Drips and slug stabilizers
Drips are a vessel, usually buried, and designed to catch the liquids that form in the bottom of the dip of a pipeline. The theory is that gravity forces the liquid into the lowest point of the pipeline, in this case the pipeline drip. Usually these drips are not much more than a vessel with a nozzle pointing upward towards the pipeline from where it receives the excess liquids.
The liquids tends to spread itself along the entire diameter of the pipeline, a phenomenon known as annular flow
In practice, only a small of the liquid makes its way into such a drip. The reason for this is that in gas transmission-type applications, the liquids tends to spread itself along the entire diameter of the pipeline, a phenomenon known as annular flow. Discovered by Dutch scientist, L. Oranje, annular flow is explained in, “Condensate Behavior in Pipelines is Predictable”, Oil and Gas Journal July 2, 1973. While Mr. Oranje explained this phenomenon almost thirty years ago, only recently has someone determined how to deal with it using an efficient mechanical device.
If the liquid is also at the top of the pipeline, it becomes clear that a traditional drip can only catch those liquids traveling along the bottom of the pipe. Regular inspection of pipelines is done using ‘pigs’ – Pipeline Inspection Gauges. Pigs ranging from a hard rubber ball to an elaborately designed, self-propelled electronic measuring device designed to inspect welds and pipeline wall thickness.
New technology catches liquids around the entire pipeline diameter, taking in all liquids with little interference.
If the pig has to make it through the line, then you can’t just put in a baffle and catch the liquids in a conventional separator. The objective is to allow normal transmission to occur and to allow pigs to pass through. Thus the traditional method of the drip pot at the bottom.
New technology such as a “piggable drip”, known as Innopipe, was developed by Miles E. Haukeness in conjunction with Union Gas, and uses a series of slots on the pipe wall. This wall is contained within a larger diameter pipe. The whole drip becomes part of the pipeline. By catching liquids around the entire diameter, such a drip can remove all liquids yet only interfere with only 5 to 10 per cent of the primary flow.
Another benefit of a lower degree of interference is that fewer compression horsepower is required in booster stations.

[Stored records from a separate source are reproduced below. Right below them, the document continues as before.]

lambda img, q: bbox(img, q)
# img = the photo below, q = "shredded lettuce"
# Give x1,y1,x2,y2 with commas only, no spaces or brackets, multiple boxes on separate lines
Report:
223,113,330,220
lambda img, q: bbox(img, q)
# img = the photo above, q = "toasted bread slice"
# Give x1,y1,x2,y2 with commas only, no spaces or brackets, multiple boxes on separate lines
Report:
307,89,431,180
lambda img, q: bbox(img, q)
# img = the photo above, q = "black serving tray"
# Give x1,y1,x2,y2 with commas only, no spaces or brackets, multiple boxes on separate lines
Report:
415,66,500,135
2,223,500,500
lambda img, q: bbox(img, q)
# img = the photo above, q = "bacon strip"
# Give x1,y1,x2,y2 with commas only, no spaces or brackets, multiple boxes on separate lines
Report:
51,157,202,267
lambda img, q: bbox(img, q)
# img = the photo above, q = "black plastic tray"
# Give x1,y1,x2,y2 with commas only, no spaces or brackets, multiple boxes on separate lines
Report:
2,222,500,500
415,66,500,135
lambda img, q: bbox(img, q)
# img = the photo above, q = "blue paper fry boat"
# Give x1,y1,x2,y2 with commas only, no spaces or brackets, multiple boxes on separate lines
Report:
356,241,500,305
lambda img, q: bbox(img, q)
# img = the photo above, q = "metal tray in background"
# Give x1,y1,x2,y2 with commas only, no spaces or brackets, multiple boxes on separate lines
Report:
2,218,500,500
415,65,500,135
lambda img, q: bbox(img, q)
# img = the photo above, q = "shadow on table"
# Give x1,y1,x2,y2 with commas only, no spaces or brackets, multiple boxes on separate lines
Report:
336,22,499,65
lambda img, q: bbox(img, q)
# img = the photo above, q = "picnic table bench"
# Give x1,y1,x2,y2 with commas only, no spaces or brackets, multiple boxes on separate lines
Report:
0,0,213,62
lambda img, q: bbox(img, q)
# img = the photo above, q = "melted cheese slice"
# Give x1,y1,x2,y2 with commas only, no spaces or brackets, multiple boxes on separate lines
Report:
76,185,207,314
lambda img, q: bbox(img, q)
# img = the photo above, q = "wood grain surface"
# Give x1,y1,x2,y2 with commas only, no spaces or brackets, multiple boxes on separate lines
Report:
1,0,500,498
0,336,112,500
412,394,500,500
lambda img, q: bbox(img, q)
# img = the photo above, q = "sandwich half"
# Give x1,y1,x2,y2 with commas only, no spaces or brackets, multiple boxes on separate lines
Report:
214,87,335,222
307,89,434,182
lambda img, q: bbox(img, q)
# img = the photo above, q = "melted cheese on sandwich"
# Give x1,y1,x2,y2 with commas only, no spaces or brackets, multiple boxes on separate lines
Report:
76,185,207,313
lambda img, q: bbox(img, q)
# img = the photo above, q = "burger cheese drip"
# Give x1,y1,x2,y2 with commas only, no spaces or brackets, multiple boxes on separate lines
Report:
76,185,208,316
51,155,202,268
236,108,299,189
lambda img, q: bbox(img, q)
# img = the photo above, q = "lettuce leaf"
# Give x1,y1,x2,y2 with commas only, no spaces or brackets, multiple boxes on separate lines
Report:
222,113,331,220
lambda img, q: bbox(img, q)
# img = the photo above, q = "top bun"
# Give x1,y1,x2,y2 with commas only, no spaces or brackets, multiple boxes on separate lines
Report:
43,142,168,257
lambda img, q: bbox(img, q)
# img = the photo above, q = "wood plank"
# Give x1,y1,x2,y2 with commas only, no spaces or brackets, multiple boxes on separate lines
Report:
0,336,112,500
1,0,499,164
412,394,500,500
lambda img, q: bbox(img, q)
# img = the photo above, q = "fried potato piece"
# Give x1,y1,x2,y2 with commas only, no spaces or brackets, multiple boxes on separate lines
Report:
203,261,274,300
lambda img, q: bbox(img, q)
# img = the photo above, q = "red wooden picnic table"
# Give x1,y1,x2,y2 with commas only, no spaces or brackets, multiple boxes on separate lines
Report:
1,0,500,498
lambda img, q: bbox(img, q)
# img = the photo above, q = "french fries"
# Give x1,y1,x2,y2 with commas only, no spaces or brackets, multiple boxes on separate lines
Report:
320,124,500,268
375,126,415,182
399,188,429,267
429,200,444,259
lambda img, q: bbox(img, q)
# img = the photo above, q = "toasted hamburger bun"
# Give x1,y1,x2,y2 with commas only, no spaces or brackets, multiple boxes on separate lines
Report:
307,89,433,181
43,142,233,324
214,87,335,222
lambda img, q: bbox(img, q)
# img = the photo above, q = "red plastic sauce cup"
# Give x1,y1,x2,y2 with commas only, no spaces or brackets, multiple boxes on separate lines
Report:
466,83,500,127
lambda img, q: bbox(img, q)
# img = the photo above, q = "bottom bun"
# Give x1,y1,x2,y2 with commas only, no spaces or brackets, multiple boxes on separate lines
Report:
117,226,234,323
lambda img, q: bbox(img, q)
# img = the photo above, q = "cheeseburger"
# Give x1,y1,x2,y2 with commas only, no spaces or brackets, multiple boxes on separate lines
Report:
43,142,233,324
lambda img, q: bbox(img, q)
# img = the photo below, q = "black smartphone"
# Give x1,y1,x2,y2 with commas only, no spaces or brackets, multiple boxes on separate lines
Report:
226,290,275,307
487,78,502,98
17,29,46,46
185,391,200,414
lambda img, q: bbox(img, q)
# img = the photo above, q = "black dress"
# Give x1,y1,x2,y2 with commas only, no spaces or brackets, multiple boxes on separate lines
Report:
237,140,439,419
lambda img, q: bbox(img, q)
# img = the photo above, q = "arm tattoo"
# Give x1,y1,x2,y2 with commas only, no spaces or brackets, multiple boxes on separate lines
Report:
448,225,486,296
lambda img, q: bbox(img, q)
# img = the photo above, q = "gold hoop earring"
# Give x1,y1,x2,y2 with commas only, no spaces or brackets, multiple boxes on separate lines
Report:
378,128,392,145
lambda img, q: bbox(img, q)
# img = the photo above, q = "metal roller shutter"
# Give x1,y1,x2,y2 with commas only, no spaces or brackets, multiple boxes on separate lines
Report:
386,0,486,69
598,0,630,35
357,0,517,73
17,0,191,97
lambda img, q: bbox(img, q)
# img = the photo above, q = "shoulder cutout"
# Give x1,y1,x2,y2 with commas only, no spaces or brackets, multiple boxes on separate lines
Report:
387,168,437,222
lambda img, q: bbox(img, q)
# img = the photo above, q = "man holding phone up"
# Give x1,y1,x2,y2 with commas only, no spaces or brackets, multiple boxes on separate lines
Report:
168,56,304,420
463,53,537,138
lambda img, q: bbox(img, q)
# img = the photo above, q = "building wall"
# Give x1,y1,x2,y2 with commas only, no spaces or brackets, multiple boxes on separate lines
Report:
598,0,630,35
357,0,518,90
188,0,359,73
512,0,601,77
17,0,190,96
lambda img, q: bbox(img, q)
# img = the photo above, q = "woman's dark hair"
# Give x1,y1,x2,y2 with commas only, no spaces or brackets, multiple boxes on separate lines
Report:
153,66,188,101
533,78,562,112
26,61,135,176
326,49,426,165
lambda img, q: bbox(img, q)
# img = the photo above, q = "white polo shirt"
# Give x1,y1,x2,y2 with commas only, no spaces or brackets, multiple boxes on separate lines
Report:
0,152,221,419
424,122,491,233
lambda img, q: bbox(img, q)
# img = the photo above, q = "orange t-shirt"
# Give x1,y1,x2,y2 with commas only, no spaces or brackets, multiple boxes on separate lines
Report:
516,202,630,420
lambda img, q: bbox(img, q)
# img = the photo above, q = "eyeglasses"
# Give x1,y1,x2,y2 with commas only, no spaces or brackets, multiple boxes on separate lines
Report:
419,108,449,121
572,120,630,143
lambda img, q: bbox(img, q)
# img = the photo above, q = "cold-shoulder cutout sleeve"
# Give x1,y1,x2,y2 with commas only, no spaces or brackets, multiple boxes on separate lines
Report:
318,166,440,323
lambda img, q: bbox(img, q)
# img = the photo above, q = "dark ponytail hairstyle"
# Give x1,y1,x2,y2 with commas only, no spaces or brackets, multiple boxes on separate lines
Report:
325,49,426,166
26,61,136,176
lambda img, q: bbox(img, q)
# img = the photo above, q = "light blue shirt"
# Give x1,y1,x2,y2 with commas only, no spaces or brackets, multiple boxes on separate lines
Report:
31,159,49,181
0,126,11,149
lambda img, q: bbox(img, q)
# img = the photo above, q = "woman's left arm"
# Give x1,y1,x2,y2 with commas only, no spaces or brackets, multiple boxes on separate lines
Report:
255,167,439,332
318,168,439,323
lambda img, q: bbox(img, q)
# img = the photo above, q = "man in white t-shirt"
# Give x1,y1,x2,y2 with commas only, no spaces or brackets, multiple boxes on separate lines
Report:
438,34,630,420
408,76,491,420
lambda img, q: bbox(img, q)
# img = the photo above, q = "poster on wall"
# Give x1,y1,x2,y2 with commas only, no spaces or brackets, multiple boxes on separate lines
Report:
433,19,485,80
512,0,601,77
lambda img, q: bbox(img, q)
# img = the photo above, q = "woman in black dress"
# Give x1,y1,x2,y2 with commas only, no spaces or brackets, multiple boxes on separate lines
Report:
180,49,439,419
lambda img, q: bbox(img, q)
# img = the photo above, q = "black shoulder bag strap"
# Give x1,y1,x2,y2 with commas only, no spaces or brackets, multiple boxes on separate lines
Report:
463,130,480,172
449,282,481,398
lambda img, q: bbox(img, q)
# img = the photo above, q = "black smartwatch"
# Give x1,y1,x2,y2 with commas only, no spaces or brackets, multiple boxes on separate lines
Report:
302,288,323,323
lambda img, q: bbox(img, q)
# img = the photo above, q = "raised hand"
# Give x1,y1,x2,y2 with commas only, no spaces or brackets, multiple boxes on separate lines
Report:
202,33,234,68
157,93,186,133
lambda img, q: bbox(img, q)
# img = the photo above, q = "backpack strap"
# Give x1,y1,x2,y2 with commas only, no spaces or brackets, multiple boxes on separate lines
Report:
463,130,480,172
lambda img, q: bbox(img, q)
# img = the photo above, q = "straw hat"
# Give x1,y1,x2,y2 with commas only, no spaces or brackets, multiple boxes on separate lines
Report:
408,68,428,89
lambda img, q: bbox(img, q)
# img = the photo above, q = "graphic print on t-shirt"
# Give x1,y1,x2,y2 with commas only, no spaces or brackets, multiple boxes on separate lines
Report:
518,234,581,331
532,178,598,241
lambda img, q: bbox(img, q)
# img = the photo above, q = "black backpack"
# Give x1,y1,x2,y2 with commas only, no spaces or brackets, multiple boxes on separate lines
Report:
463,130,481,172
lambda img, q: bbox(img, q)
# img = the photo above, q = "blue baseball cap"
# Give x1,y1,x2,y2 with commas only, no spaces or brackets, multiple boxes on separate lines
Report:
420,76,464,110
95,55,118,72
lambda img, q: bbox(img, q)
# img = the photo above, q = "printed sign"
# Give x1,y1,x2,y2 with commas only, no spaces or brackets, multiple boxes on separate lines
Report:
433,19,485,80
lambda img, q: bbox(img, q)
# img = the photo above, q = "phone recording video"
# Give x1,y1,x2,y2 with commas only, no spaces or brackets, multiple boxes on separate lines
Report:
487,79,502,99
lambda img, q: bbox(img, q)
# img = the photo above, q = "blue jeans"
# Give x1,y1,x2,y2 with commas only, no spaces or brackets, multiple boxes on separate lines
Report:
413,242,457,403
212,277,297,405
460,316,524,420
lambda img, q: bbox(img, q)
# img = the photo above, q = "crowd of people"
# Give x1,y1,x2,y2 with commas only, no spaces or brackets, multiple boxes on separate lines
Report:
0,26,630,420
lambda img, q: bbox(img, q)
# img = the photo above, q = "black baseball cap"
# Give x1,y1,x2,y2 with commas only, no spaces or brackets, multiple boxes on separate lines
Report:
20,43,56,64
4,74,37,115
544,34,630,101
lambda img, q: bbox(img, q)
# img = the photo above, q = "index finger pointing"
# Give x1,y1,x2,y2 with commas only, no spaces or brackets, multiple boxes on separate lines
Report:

When only part of the flow is interfered with, pipeline velocity is not reduced significantly. Maintaining velocity means that less mist is formed, so fewer uncontrolled liquids are formed downstream of the separator. Another benefit of a lower degree of interference is that fewer compression horsepower is required in booster stations. This technology means a system can be designed that forms slugs in areas where they can be controlled, such as a stabilizer.
The stabilizer can be anything from a vessel to another loop in the pipeline and is sometimes used for the re-introduction of the liquids downstream of the problem area. Re-introducing liquids at a controlled rate lets valuable hydrocarbons make it to the plant without the added expense and risk of trucking from tanks. Conversely, if the system produces water slugs, they can be caught and sent back into the ground at an injection site.
Smaller, less expensive high-pressure vessels are required at plant sites
Summary
The end result of all these simulations and controls systems is that smaller, less expensive high-pressure vessels are required at plant sites, and smaller control systems are required at the inlet to the plant. Instead of sizing for spot rates of large volumes of liquids, the condensate volume is steadied out to an even rate, and can be dealt with in smaller, less expensive equipment.